Voilà à quoi ressemblait cette toute première expérience que j’avais tant imaginé auparavant ! On peut dire que j’ai été servi.
Les consultations continuaient toujours, j’ai assisté à deux amniocentèses (prélever un peu de liquide amniotique pour l’analyser et vérifier que tout se passe bien) et une pose de péridurale (large anesthésie du bassin qui permet à la maman de ne pas trop souffrir pendant l’accouchement) faite par un médecin froid, désagréable et très incompétent. La preuve, après s’y être pris à deux fois pour faire sa piqûre, il s’est avéré que cette péridurale ne faisait pas d’effet car la maman a bien senti son rejeton passer… Le deuxième accouchement auquel j’ai assisté s’est relativement bien passé, beaucoup plus propre en tout cas ! C’était une quatrième pare (4e enfant) mais la première pour le papa. J’ai juste été assez déçu lorsque la maman, une fois l’accouchement terminé nous demandât « Pourriez pô l’mett din son bôc là-bô ? Faut qu’j’passe un coup d’fil ». Quand on sait à quel point les premiers contacts entre la mère et l’enfant sont importants durant les heures qui suivent l’accouchement, on se dit que vraiment, certains n’ont pas de chance de naître là où ils naissent... Seul le père avait l’air heureux !

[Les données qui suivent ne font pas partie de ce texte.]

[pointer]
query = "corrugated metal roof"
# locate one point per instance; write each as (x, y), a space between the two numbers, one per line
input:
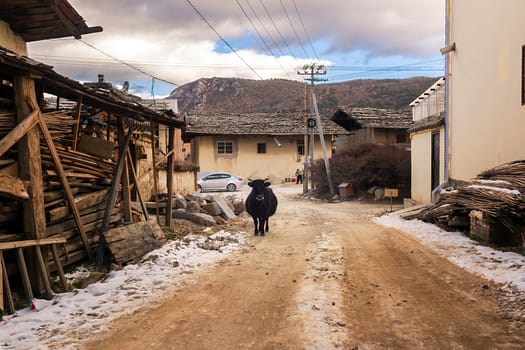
(36, 20)
(352, 118)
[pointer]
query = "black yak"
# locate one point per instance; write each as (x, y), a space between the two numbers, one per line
(261, 203)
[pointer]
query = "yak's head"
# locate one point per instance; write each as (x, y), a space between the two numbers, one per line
(258, 187)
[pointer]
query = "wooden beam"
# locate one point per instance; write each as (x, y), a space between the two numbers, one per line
(133, 174)
(77, 124)
(22, 267)
(60, 270)
(44, 273)
(30, 171)
(7, 286)
(1, 288)
(82, 202)
(62, 175)
(13, 187)
(155, 180)
(112, 197)
(18, 132)
(169, 175)
(126, 192)
(31, 243)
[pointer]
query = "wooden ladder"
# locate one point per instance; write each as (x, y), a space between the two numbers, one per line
(42, 267)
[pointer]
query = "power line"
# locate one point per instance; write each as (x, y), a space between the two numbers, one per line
(305, 31)
(261, 37)
(277, 29)
(223, 40)
(265, 29)
(126, 63)
(293, 29)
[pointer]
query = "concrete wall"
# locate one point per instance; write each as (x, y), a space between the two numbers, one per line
(10, 40)
(183, 181)
(487, 118)
(278, 163)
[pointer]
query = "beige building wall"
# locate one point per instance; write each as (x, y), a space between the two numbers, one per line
(421, 164)
(278, 163)
(487, 118)
(10, 40)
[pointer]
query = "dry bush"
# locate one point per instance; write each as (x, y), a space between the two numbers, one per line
(366, 166)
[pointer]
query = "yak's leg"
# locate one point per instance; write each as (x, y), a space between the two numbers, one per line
(256, 225)
(262, 222)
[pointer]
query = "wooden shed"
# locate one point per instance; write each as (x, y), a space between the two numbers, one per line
(66, 175)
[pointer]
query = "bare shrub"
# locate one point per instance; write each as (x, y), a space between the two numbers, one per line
(366, 166)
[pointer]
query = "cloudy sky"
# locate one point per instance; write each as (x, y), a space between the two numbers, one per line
(181, 41)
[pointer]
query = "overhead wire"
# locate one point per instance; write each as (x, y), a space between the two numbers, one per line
(293, 29)
(261, 23)
(305, 31)
(223, 40)
(277, 29)
(269, 50)
(126, 63)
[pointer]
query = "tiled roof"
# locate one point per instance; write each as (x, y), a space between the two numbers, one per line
(352, 118)
(59, 85)
(254, 124)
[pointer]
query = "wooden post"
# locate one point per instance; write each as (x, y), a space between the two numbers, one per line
(1, 289)
(60, 270)
(30, 171)
(112, 197)
(44, 272)
(126, 193)
(23, 273)
(63, 178)
(169, 178)
(77, 124)
(133, 174)
(7, 287)
(155, 184)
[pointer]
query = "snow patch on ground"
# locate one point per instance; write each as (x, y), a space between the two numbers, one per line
(507, 268)
(120, 293)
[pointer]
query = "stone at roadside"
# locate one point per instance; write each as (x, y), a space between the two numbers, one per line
(227, 213)
(180, 214)
(194, 196)
(212, 208)
(193, 207)
(202, 219)
(179, 203)
(219, 220)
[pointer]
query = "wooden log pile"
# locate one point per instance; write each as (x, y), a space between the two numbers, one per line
(89, 178)
(497, 193)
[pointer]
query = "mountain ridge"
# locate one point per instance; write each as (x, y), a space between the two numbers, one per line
(223, 95)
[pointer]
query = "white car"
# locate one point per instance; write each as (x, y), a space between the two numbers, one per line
(220, 181)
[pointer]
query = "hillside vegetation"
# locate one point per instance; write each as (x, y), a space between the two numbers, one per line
(223, 95)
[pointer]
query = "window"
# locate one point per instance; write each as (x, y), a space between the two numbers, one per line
(523, 75)
(261, 148)
(300, 147)
(224, 147)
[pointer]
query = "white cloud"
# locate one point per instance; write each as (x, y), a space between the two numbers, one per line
(169, 40)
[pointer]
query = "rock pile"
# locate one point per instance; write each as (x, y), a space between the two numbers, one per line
(206, 209)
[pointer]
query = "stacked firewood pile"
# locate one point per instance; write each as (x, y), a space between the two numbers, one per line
(496, 193)
(89, 178)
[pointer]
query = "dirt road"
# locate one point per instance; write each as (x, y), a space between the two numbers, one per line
(325, 277)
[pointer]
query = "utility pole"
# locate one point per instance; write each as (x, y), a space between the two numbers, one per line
(313, 70)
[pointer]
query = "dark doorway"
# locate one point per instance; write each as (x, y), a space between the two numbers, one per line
(435, 160)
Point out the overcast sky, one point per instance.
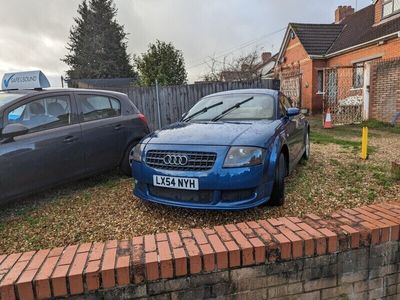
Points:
(33, 34)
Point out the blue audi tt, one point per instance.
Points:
(231, 151)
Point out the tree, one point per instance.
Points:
(97, 43)
(162, 62)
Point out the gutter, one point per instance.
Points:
(394, 34)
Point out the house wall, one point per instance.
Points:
(385, 90)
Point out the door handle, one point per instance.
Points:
(69, 139)
(117, 127)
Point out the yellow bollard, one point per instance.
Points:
(364, 144)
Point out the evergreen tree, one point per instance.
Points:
(97, 44)
(163, 62)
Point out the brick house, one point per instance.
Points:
(326, 63)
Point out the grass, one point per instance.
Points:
(102, 207)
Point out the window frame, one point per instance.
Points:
(87, 95)
(393, 12)
(356, 66)
(26, 101)
(320, 91)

Quant au troisième accouchement de la journée, il concernait une jeune femme de 21 ans que nous avions déclenchée le matin, attendant son premier enfant (elle avait déjà fait une fausse couche). L’accouchement durât 20 minutes, ce qui est relativement peu pour une première pare. Elle s’est vraiment montrée conrageuse.
J’ai failli voir le quatrième (le deuxième déclenchement à cause de la protidémie) mais à 20h, j’étais bien content de rentrer. 12h de garde, ça passe vite en journée mais c’est extrêmement fatiguant. Les pauses sont rares voire inexistantes, les repas se prennent vite et parfois en plusieurs fois mais quand on y réfléchit bien… Qu’est-ce que c’est beau !

Ma garde de nuit fût beaucoup plus calme le jeudi soir suivant. On a commencé par un accouchement vers 20h30 d’une dame qui attendait son premier et qui travaillait depuis 9h30 le matin. Ce fut le plus bel accouchement que j’aie vu jusqu’à maintenant. Les jeunes parents étaient très émus, angoissés et rendaient chaque instant inoubliable pour eux. Je n’oublierai pas les premières phrases qu’ils dirent à leur petit Théophile lors de ses premières minutes de vie. Pendant les premiers soins, ils ne cessaient de poser des questions et on sentait qu’ils avaient lu des tonnes de revues pour parents durant la grossesse. Vraiment un souvenir génial.
Pendant ce temps-là, une autre dame était en observation attendant une césarienne prévue pour le lendemain matin, le médecin préférant dormir… Vers minuit, nous sommes allés rejoindre l’équipe du service d’à côté pour boire et manger. L’ambiance était vraiment très sympa. De temps en temps, une maman appelait pour demander conseil ou pour qu’on l’aide à rendormir son bébé. A 2h30 environ, notre service n’étant occupé que par une seule patiente qui dormait profondément, nous avons décidé de nous reposer. La première consultation de la journée eût lieu à 5h, une dame qui avait des contractions et qui est restée, et une autre à 6h30 pour la même chose mais qui est repartie avec une ordonnance car elle était bien trop loin de son terme. Bref, une nuit plus calme qui m’a permis de discuter à souhait avec le personnel et aussi de poser mon premier monito !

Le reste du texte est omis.